Bolitho sipped it slowly, feeling the scalding liquid running through him. A taste of rum, too. Noddall was certainly doing his best.

He eased his shoulders and winced. Every bone and fibre seemed to ache. As if hehad been in actual battle.

He studied the weary figures who were moving about the upper deck, made curiously ghostlike and unreal by the heavy vapour which rose from sodden planking and clothing alike.

It had been just that, he thought gravely. A battle, no less than if cannon had been employed. For three days and nights they had fought it out, their confined world made even smaller by the great roaring expanse of wavecrests, their minds blunted by the ceaseless shriek of the wind. Like him, the ship seemed to have had the breath knocked from her. Now, under barely drawing topsails, her littered decks steaming once more beneath an empty sky, she was thrusting only slowly above her reflection. In places paint had been pared away to display wood so bare it could have been the work of a carpenter. Everywhere men were at work, marlin spikes and needles, hammers and tackles, endeavouring to restore the ship which had carried them through such a frenzy that even Mudge had admitted it was one of the bitterest he had endured.

He came across the deck now, his coat steaming gently, his jowls almost hidden in white stubble.

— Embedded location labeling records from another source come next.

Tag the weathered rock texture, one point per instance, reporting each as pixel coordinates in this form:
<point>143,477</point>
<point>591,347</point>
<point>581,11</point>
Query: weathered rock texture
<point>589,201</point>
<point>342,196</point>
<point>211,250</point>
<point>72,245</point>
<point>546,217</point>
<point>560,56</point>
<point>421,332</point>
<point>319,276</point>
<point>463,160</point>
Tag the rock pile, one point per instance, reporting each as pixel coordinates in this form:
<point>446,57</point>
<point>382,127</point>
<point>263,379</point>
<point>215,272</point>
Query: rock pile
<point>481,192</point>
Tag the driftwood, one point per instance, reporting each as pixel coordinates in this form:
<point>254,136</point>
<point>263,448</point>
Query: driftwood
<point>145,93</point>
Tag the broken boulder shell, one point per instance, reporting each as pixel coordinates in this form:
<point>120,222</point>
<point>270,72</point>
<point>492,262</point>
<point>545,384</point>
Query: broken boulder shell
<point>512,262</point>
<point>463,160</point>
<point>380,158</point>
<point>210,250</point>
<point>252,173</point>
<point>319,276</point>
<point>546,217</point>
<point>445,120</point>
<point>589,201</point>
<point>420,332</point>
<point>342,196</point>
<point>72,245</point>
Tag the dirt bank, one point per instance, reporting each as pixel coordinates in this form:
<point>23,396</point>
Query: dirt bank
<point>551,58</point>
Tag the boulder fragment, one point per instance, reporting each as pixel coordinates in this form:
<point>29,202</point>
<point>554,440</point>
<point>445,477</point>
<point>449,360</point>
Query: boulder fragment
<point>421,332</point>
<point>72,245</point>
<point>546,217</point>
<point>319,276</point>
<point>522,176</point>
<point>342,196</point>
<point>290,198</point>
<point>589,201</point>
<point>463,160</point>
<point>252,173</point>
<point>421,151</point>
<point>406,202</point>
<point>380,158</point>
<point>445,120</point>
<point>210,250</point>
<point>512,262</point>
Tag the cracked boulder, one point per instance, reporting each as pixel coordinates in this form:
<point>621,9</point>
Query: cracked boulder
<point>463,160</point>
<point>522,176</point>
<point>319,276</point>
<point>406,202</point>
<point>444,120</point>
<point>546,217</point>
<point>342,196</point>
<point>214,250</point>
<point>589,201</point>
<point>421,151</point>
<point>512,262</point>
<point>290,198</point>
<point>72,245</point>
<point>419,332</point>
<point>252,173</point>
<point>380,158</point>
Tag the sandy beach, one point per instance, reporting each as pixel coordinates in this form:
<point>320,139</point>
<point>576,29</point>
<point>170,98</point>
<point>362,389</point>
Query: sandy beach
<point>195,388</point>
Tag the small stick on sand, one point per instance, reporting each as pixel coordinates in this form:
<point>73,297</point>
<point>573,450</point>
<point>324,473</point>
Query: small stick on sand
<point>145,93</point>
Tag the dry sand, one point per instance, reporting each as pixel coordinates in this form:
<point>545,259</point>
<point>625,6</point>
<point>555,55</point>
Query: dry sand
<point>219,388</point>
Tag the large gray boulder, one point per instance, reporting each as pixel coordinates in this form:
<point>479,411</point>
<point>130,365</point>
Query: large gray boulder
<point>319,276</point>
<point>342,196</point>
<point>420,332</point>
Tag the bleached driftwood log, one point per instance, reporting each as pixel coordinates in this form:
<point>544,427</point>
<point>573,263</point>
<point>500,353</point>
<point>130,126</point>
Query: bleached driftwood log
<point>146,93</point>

'Accordin' to me reckonin', sir, we've overreached the Benua Group by a fair piece. When we checks the noon sights I'll be 'appier.' He squinted upwards towards the flapping pendant which had lost almost half its length in the storm. 'But the wind's veered as I thought it might. I suggest we 'old your new course, nor' nor'-east, until we gets a better fix of our position.' He blew his nose loudly. 'An' I'd make so bold as to say 'ow well you 'andled 'er, sir.' He puffed out his cheeks. 'A couple o' times I thought we was done for.'

Bolitho looked away. 'Thank you.'

He was thinking of two men less fortunate. One had gone during the second night. Swept away without a sound. Nobody had seen him go. The other had slipped from the larboard cathead where he had_ been -working -feverishly to repair chafing lashings around the anchor stock. A solitary wavecrest had pulled him from his perch almost casually, so that for a while longer he had still imagined he would be saved. Willing hands had reached out for him, but another wave had flung him not outwards but high in the air like a kicking doll before hurling him against the massive anchor with savage force. Roskilly, a bosun's mate, had insisted he had heard the man's ribs cave in before he had been dragged screaming into the frothing water alongside.